Scale AI
Scale AI is a data infrastructure company that provides high-quality training data, evaluation, and AI testing services for companies building AI models and applications. Founded in 2016 by Alexandr Wang, Scale AI specializes in data labeling, annotation, and reinforcement learning from human feedback (RLHF) at the quality levels required for training frontier AI models.
Scale AI has been central to how frontier research labs train their flagship models. The company became OpenAI's preferred partner for fine-tuning GPT-3.5 — work that contributed directly to ChatGPT — and has counted OpenAI, Google, Microsoft, Meta, xAI, and Anthropic among its customers. Leading labs each reportedly spend on the order of a billion dollars per year on human-provided training data, with Scale supplying the expert annotators, RLHF preference data, and evaluation pipelines used to make models more helpful, more accurate, and better aligned.
Scale has evolved beyond data labeling into a broader AI platform. Its Safety, Evaluations, and Alignment Lab (SEAL), led by Summer Yue (formerly Google DeepMind's RLHF research lead), publishes benchmarks that assess frontier model capabilities and safety. Its Donovan platform serves government and defense AI applications, and its enterprise platform helps organizations prepare proprietary data for AI use.

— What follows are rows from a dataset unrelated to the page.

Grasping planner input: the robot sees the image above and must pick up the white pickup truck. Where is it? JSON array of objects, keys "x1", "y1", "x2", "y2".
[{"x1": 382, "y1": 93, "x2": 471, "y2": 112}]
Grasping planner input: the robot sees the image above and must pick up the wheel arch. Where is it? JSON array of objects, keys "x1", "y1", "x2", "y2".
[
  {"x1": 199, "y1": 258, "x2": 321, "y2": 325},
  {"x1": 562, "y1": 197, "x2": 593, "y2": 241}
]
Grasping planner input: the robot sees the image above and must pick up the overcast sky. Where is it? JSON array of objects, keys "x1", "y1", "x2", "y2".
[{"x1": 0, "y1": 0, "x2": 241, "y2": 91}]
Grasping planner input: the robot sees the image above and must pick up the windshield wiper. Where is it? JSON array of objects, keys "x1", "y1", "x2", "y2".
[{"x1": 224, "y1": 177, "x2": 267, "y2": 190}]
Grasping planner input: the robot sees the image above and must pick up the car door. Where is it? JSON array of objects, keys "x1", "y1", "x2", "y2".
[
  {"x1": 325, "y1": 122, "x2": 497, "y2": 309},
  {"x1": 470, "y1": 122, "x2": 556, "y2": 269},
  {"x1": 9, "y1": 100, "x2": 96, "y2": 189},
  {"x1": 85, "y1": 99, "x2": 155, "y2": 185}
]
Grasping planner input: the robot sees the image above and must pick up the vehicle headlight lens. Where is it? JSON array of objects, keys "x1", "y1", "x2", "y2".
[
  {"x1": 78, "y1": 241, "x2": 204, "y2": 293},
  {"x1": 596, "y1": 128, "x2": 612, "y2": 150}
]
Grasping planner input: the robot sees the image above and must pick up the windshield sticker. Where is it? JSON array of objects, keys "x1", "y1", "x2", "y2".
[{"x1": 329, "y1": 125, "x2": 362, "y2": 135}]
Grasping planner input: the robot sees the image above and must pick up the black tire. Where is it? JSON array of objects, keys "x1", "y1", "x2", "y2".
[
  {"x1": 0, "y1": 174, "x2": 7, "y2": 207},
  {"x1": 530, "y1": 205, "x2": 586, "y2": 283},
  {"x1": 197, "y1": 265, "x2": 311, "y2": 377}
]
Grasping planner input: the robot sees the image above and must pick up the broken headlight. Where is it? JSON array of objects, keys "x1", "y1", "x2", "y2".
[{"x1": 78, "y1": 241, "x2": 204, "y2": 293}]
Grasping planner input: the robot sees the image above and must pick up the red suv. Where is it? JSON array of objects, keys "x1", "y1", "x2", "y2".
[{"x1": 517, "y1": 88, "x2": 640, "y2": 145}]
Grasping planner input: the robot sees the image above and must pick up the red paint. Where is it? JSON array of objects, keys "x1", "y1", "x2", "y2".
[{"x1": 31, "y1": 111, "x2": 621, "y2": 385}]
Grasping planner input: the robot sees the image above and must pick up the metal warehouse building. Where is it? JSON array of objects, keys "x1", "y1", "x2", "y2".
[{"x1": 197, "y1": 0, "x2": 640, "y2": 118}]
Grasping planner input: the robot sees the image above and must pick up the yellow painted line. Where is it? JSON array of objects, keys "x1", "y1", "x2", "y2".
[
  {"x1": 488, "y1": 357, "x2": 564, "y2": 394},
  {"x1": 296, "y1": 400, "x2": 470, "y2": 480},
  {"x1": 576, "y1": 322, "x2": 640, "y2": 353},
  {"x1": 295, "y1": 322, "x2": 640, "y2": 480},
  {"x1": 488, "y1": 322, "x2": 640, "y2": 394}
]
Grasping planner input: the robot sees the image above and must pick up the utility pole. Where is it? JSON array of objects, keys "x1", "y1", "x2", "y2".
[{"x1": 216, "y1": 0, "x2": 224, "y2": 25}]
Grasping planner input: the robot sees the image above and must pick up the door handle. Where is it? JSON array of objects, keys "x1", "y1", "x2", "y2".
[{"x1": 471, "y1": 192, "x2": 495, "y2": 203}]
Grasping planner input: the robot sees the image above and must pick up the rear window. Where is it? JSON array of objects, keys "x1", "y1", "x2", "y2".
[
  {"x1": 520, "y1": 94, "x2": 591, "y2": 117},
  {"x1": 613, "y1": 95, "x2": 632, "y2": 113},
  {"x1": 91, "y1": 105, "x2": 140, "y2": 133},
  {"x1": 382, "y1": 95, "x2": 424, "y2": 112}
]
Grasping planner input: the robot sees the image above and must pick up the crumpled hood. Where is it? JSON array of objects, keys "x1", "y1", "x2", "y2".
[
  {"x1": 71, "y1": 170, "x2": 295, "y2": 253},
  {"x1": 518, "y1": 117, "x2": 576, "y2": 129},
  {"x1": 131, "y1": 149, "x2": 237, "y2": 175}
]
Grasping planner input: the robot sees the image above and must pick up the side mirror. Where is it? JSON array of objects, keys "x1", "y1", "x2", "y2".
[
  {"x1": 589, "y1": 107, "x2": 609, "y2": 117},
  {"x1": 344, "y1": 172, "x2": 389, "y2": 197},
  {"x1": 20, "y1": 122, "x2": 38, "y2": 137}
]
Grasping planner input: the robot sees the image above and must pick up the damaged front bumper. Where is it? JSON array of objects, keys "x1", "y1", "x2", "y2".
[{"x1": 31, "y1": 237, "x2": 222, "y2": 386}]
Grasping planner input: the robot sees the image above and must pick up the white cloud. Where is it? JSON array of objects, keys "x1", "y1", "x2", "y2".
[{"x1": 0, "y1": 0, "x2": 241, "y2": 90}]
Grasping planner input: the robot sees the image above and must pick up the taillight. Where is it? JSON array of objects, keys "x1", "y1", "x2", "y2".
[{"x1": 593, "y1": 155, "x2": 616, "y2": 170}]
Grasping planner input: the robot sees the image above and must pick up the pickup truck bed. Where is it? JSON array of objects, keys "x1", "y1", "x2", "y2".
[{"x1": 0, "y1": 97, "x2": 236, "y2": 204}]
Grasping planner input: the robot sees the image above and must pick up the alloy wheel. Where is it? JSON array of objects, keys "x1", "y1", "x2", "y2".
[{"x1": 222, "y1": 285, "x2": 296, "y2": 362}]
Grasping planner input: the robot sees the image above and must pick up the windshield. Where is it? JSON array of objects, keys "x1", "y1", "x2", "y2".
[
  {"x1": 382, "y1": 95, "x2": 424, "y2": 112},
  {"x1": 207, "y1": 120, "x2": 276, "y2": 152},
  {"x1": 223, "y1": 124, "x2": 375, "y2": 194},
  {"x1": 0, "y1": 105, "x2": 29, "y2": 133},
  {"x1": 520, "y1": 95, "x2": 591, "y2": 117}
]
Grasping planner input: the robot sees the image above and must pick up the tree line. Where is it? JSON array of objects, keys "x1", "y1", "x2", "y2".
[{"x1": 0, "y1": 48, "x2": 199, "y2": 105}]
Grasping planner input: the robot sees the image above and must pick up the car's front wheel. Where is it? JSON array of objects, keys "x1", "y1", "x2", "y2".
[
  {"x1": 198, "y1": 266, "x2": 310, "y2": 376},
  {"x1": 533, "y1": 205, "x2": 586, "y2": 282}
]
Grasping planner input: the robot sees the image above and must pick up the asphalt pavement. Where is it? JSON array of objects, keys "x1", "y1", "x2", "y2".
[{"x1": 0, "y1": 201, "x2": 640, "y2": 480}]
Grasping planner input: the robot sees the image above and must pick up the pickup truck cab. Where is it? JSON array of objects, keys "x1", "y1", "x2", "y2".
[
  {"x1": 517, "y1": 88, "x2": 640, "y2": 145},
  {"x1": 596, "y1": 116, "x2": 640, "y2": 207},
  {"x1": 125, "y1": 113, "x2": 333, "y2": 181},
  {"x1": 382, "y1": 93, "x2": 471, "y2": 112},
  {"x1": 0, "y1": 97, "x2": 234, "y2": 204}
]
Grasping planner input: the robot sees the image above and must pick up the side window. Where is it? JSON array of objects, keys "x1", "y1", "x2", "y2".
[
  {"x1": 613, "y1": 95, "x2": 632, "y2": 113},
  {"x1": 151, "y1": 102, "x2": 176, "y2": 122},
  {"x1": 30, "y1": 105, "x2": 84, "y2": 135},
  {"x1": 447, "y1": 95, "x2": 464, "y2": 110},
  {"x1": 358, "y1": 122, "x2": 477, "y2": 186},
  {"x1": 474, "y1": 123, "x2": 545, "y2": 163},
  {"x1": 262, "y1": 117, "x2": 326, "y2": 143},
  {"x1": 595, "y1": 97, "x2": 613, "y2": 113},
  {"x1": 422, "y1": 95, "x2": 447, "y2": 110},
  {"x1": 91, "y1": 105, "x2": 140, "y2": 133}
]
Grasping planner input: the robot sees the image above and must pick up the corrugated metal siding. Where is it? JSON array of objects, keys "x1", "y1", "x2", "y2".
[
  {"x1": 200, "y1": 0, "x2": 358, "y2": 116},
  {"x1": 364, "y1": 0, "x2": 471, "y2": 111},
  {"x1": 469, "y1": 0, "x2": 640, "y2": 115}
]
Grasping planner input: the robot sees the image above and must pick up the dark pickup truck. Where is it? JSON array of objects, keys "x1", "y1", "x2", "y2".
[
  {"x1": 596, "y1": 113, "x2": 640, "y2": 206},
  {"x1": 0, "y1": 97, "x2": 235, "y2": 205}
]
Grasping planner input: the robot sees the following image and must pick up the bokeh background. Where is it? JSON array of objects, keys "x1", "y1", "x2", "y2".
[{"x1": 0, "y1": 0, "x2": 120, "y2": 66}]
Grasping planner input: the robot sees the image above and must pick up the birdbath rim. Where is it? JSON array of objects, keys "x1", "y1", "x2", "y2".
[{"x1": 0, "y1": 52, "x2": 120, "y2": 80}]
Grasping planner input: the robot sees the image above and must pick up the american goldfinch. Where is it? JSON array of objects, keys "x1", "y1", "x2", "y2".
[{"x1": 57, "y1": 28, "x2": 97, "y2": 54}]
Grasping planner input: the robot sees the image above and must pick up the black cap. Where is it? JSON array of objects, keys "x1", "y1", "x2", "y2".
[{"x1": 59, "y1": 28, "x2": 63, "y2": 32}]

In June 2025, Meta took a 49% non-voting stake in Scale AI in a $14.3 billion deal that brought Alexandr Wang to Meta to co-lead its new Superintelligence Labs. Jason Droege, previously chief strategy officer, became Scale's CEO. The Meta tie-up reshaped Scale's frontier-lab relationships: OpenAI publicly wound down its partnership, and Google, Microsoft, and xAI began diversifying to other data suppliers — a shift that has accelerated the rise of competitors such as Surge AI and Turing.
In the agentic economy, Scale AI provides the data quality infrastructure that determines how capable AI agents can become — because the quality of training data and the rigor of evaluation directly bound the quality of AI model outputs and agent behavior.